As atividades comerciais com o cliente estão suspensas, aguardando os trâmites jurídicos. Além de buscarmos uma devolução parcial do estoque no cliente, esperamos que os sócios de referência injetem capital para que a operação volte a funcionar minimamente e que o processo de RJ não se arraste e tenha desfecho prejudicial para as editoras, como os recentes da Saraiva e o da Cultura. Do lado comercial, a Rocco vai buscar novas estratégias para aumentar as vendas em outros clientes e desenvolver novos canais para recuperar o volume de vendas que seria da Americanas.”

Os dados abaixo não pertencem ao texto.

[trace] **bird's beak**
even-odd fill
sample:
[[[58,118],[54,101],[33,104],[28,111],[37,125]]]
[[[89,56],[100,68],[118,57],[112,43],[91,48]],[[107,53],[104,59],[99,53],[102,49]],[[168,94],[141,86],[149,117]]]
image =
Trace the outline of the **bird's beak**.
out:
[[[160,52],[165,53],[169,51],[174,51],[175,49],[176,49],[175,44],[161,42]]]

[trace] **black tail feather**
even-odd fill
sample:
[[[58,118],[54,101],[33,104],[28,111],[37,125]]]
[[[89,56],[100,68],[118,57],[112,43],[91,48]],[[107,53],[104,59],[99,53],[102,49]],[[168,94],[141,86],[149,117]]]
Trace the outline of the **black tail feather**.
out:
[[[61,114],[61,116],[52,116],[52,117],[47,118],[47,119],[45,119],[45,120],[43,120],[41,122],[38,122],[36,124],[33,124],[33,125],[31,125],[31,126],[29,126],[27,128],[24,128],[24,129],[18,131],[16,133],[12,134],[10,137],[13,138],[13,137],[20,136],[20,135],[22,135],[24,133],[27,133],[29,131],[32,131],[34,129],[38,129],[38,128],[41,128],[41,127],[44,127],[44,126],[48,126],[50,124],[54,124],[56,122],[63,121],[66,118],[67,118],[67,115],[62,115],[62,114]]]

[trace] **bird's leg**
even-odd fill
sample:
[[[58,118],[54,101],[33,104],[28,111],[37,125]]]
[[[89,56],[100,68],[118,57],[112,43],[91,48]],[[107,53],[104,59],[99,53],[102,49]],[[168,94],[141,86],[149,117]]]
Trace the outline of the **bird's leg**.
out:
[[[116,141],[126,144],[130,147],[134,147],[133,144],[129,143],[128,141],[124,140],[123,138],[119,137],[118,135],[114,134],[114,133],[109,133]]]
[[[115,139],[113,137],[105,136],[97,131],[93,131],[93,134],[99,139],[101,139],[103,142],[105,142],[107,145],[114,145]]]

  • Gerson Ramos, diretor comercial da Editora Planeta do Brasil:

“Eu imagino que deve acontecer algo parecido com o que aconteceu no caso da Saraiva, as editoras devem se organizar em um grupo. Ainda há algumas movimentações que os bancos estão fazendo que podem interferir no modelo da recuperação judicial. Ainda está tudo muito vago. O mais provável é que as editoras busquem atuar de forma conjunta para evitar uma exposição onerosa para todo mundo. Além dos valores comprometidos, se estabelece uma nova relação com um cliente que fica sujeito a perder crédito. A tendência é interromper (as vendas). Uma diferença é que o acervo da Saraiva era muito grande e estava consignado. Ou seja, esse valor não entrava automaticamente na dívida, e após a RJ, foram realizadas as vendas. Aí é pior nas Americanas por conta da questão dos direitos autorais. Dependendo do volume que a editora tinha, pode ser até mais oneroso do que no caso da Cultura".